Good lesson. I ought to do something like this at the beginning of the year in March. It brings up a lot of interesting points about English, although I will have to simplify things for my middle school students.
Today I was going to do the Konglish test, but we ran out of time. I put them into groups of 7 or 8 and handed them a sheet of paper with "A, B, C, D" etc., and had them write between 1 and 5 English words that appear in Korean for each letter of the alphabet. It was the last class, and I was pretty liberal with it: S-line, shampoo, sharp were all okay in my book, because they constitute English words appearing in Korean. I gave them 15 minutes, then awarded one point for each word. They got an extra point if it was spelled right. At the end of the class I had the students choose one word from each letter that they thought the other groups didn't come up with, and I awarded extra points if those words were unique.
Last night I was bored and so I did the activity myself.
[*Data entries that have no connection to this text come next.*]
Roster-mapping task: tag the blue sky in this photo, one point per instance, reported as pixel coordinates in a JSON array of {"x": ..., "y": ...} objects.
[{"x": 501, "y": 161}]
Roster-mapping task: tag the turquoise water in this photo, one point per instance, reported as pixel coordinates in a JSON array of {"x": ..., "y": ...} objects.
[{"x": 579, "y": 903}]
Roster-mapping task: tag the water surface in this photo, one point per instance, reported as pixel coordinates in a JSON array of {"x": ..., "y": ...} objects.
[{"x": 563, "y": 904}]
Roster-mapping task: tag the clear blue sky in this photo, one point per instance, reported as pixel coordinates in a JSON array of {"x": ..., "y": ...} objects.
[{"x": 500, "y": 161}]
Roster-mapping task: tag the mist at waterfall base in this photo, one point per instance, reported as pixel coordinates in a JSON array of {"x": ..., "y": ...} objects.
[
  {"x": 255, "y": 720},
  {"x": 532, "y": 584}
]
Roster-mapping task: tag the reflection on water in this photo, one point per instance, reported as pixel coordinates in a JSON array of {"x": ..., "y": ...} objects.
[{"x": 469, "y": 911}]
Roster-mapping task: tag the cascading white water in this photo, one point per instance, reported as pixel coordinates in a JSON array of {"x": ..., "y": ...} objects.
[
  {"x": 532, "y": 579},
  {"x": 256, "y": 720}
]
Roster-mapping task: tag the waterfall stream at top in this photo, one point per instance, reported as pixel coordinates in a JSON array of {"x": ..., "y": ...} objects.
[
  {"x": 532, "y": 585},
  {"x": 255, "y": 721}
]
I came up with about 350 words that fit in that broad category of English in Korean. It's interesting to see, and to show students, how big of a vocabulary they already have. (If they'd just use those words properly). With more time it'd be great to get into other aspects of your lesson, so I'm gonna try it next semester.
edit: the above doesn't really fit your lesson of teaching the kids the different types of Konglish . . . just thought I'd share.
edit 2: Uploaded the blank A-Z list that I've used.